Data format mismatch. Make sure your JSONL format matches the chat template expected by the base model. The training script handles this conversion, but check that instruction, input, and output fields are correctly populated.

Too few epochs on small data. With only 500 examples, the model might need 3-5 passes (epochs) to learn the patterns. With 5000+ examples, 1-2 epochs is often enough.

LoRA rank too low. If your domain requires the model to learn many new patterns, rank 8 might not have enough capacity. Try rank 32 if rank 16 doesn’t show improvement. The adapter will be larger but still small.

Phase 4: Evaluate (Week 5-6)

Running the Evaluation

# Your adapter vs the benchmark
uv run python scripts/evaluate.py \
  --adapter adapters/your-domain/ \
  --benchmark adapters/your-domain/eval/benchmark.jsonl \
  --output adapters/your-domain/eval/results.json

# Base model vs the same benchmark
uv run python scripts/evaluate.py \
  --benchmark adapters/your-domain/eval/benchmark.jsonl \
  --output adapters/your-domain/eval/base_results.json

Interpreting Results

Strong result (ship it): Adapter scores 15+ percentage points above base model, minimal out-of-domain degradation.

Moderate result (iterate): Adapter scores 5-15 points above base model.
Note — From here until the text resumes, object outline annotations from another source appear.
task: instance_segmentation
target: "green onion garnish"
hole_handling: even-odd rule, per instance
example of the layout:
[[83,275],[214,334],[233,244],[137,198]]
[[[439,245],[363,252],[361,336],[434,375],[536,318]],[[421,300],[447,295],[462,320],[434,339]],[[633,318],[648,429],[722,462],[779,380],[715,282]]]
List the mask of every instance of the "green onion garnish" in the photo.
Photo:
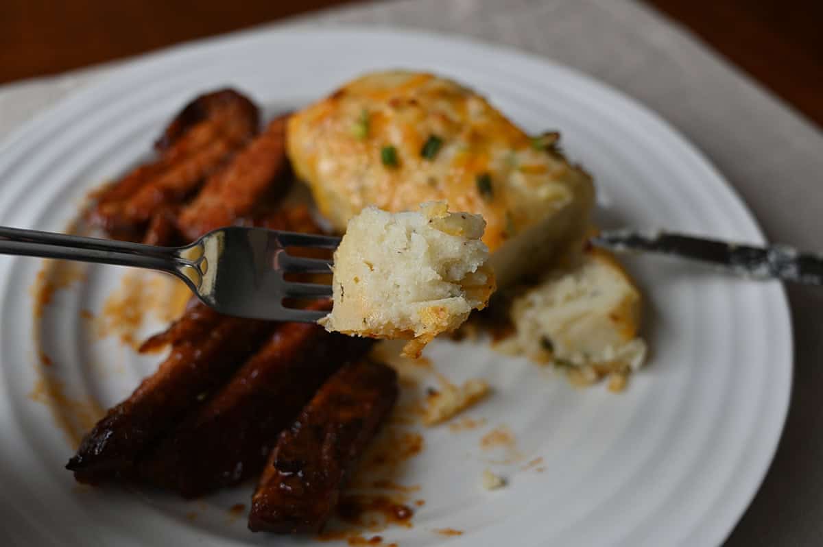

Consider whether the improvement is consistent across difficulty levels. If the adapter only helps on easy questions, the training data may lack challenging examples.

Weak result (rethink): Adapter scores less than 5 points above base model. Possible causes:

Training data quality issues (most common)
Domain too broad (narrow your scope)
Base model already handles this domain reasonably well (pick a different domain)
Not enough training data
Hyperparameters need tuning

Negative result (don’t ship): Adapter scores below the base model. Something went wrong in training. Check for data contamination (benchmark examples in training set), format issues, or corrupted training data.

Iteration Cycle

If your first training run doesn’t pass the evaluation bar:

Analyze which specific benchmark examples the adapter gets wrong
Look for patterns (e.g., all multi-step problems fail, or a specific type of formatting is wrong)
Add targeted training examples that address these failure patterns
Retrain and re-evaluate
Document each iteration in your TRAINING_LOG.md

Most successful adapters go through 2-3 training iterations.

Phase 5: Package and Submit (Week 6)

Directory Structure

Your final adapter directory should look like this:

adapters/your-domain/
├── adapter_config.json              # Generated by training script
├── adapter_model.safetensors        # Trained weights
├── training/
│   ├── dataset.jsonl                # Full training dataset
│   ├── train_config.yaml            # Exact config used for final run
│   ├── generate_data.py             # Data generation script (if synthetic)
│   └── TRAINING_LOG.md              # Complete development log
└── eval/
    ├── benchmark.jsonl              # 50+ held-out test cases
    ├── results.json                 # Adapter evaluation results
    ├── base_results.json            # Base model evaluation results
    └── ood_results.json             # Out-of-domain check results

Registry Entry

Add your adapter to adapters/registry.yaml:

your-domain:
  version: "1.0.0"
  base_model: "Qwen/Qwen2.5-3B-Instruct"
  quantization: "Q4_K_M"
  lora_rank: 16
  created: "2026-S2"
  authors: ["Your Team Name, ISYS6020"]
  benchmark_score: 0.72
  base_model_score: 0.41
  improvement: "+75.6%"
  description: "One-line description of what this adapter does"
  tags: ["relevant", "keywords"]
  size_mb: 24
  router_keywords: ["trigger", "words", "for", "keyword", "router"]

Submit Your PR

Open a pull request against the main branch. Use the PR template, which includes the full checklist from CONTRIBUTING.md.

Tips from Previous Cohorts

This section will grow as cohorts complete their projects.

Start data curation early. It always takes longer than you expect.
Test the base model extensively before training. Understanding its failures is more valuable than understanding its successes.
Quality of training outputs matters enormously. Every output in your dataset is teaching the model what “good” looks like for your domain.
Don’t over-scope. “Math reasoning” is a semester project. “All of mathematics” is a career.
Document as you go, not at the end. Your TRAINING_LOG.md is both a deliverable and a gift to next semester’s team.